In order to avoid these severely-adverse reactions, excess acid or base that is ingested or generated must be quickly neutralized by one of the three buffer systems that are present in the human body. A buffer is defined as a solution that resists change in pH, which, as will be discussed in a later section of this chapter, is a quantitative measurement of the relative amount of acid that is present in a system. A buffer generally consists of a weak Brønsted-Lowry acid and its conjugate base or a weak Brønsted-Lowry base and its conjugate acid. The acidic and basic solutes that are contained in a buffer react with and, subsequently, neutralize any basic or acidic chemicals, respectively, that are introduced into the solution. As a result, the added acidic or basic chemicals are immediately eliminated and, therefore, do not impact the relative amount of acid or base that is present in the system. However, as discussed in Chapter 7, all solutes have a corresponding solubility, which corresponds to the maximum amount of that chemical that can dissolve in a given amount of solvent. Therefore, only finite quantities of acid and base can be dissolved to prepare a buffer, and, consequently, the resultant solution can only neutralize limited amounts of added acidic or basic chemicals.

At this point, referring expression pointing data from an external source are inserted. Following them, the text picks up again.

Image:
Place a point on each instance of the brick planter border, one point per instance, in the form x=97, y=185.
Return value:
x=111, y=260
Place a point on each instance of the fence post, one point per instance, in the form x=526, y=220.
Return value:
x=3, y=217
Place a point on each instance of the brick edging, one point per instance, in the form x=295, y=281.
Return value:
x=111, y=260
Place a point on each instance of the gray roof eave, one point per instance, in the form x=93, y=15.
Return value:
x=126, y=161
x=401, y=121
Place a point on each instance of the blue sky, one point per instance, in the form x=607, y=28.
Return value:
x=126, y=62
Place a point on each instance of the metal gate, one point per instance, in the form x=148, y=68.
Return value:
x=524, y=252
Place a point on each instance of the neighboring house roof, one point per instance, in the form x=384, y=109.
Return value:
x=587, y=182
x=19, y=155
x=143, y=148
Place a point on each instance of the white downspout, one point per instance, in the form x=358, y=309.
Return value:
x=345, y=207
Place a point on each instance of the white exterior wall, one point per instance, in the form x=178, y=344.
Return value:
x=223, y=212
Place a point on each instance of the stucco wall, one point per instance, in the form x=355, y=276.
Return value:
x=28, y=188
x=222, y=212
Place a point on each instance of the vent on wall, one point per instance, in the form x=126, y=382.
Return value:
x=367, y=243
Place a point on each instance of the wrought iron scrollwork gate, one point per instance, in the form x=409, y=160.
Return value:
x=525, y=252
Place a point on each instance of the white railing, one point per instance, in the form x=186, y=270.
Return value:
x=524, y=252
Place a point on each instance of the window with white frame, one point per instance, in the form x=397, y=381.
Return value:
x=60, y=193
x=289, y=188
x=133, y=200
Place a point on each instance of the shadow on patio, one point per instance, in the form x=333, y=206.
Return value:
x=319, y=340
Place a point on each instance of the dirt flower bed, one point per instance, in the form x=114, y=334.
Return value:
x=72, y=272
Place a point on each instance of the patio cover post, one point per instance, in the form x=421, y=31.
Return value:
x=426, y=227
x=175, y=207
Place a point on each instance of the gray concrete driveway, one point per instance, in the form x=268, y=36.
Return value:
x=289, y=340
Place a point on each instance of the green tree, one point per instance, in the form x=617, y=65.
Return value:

For example, explain whether a solution containing chloride ions and hydrochloric acid can be classified as a buffer.
As stated above, a buffer generally consists of a weak Brønsted-Lowry acid and its conjugate base or a weak Brønsted-Lowry base and its conjugate acid. By definition, the chemical formulas of conjugate particles must differ by exactly and only one proton, H+1, and should otherwise be identical to one another. Because a chloride ion, Cl–1, and hydrochloric acid, HCl, both contain one chlorine, Cl, and have chemical formulas that differ by exactly one proton, H+1, these chemicals are conjugates.
Recall that, since a Brønsted-Lowry acid donates, or loses, a proton, H+1, during an acid/base reaction, the conjugate base that is produced from this transfer must contain one less proton than the acid from which it was generated. Furthermore, because a Brønsted-Lowry base accepts, or gains, a proton, H+1, during an acid/base reaction, the conjugate acid that is formed as a result of this transfer must contains one more proton than the base that was initially present. Therefore, the chemical that contains more hydrogens, H, will correspond to the acid in a conjugate acid/base pair, and the substance that has fewer hydrogens, H, must be classified as the base. Therefore, because no hydrogens, H, are present in a chloride ion, Cl–1, and hydrochloric acid, HCl, contains one hydrogen, H, hydrochloric acid, HCl, is the acid in the given solution, and the chloride ion, Cl–1, is its conjugate base. This assignment can be confirmed by recognizing that hydrochloric acid, HCl, can be classified as a hydrohalogenated, or "HX," acid, because it contains one hydrogen, H, and one chloride ion, Cl–1, which is a halide anion.
Finally, the chemicals that are present in a buffer solution must be weakly acidic or basic. Based on the information that is presented in Section 8.23, hydrochloric acid, HCl, is classified as a strong acid. Therefore, a solution containing chloride ions and hydrochloric acid cannot be classified as a buffer.